A customer forwarded this article from the New York Times, on new authentication mechanisms. The author is cheerleading a bit for “information cards” which would act a little like your ATM card; the idea would be that each computer would have a reader where you would insert your card and type in a PIN; after you’d done that, you’d have access to all of your sites.
Authentication can have three factors: something you are (fingerprint, retinal scan), something you have (your ATM card or these information cards), or something you know (your password or PIN). Security experts recommend two-factor authentication for important stuff; you use two-factor authentication when you go to the bank, insert your card and use your PIN. Two-factor authentication means that the password can be a lot simpler, because one of the other factors is acting as a second check.
However, two-factor authentication is not foolproof, either; there have been sophisticated ATM scams where thieves installed a magnetic stripe reader over the normal slot, with a video camera to record the user’s PIN as they type it. One of the things about information cards is that you may have to use them in untrusted environments; if you’re traveling and want to check your email, nothing will protect you from the hacked machine at the internet cafe where you put in your card.
On campus, IST is developing what they’re calling “second level authentication” which can be used for security-sensitive web-based applications. This would augment the security of your CalNet ID; for a sensitive application like HRMS, you would log in with your CalNet ID, but then also input a PIN using an on-screen keypad. This does not qualify as two-factor authentication, because both authentication tokens are “things you know,” but it should make those applications somewhat safer.
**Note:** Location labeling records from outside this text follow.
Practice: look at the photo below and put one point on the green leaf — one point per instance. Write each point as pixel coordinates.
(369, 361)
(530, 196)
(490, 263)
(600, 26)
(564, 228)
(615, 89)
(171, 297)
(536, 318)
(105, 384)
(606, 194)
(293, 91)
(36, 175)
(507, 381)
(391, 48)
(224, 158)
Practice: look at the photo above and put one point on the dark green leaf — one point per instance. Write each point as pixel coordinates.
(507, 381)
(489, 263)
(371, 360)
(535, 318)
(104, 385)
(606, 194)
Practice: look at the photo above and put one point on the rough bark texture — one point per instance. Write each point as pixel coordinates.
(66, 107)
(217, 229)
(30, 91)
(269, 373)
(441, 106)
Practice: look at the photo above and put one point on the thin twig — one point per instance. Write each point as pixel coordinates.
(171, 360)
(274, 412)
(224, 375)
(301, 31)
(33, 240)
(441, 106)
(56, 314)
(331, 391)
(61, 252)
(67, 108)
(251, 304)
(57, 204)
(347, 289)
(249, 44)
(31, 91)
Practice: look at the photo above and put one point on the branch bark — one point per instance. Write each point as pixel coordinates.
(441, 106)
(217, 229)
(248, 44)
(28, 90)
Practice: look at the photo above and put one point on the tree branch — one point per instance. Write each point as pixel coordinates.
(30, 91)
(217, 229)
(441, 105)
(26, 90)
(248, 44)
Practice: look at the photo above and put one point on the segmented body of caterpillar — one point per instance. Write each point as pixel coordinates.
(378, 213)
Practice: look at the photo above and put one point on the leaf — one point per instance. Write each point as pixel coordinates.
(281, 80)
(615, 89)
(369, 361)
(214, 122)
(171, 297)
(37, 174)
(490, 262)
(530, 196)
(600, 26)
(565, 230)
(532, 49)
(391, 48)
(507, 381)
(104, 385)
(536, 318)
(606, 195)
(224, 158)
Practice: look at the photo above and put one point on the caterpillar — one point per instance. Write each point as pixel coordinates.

There is also a significant effort underway on campus and at UCOP to set up an “identity management” (IdM) system. IdM attempts to combine authentication (verifying who the person is) with authorization (verifying what the person should have the rights to access). Right now CalNet is basically an authentication system; each application which uses CalNet ID must maintain their own list of which CalNet IDs are allowed to access the application. IdM would provide a central place to store information about each user’s access rights, and also provide a way (through “federated identity management”) to communicate authorization to external entities, like UCOP or a third-party vendor. UC Davis recently did a pilot to see if GMail could provide email for students; in the pilot, students were able to use the UC Davis equivalent of a CalNet ID to log in to their UC Davis GMail account. Federated IdM has come a long way in the last year or two (mostly through the Shibboleth project), and I expect we’ll start to see many more of these kinds of arrangements.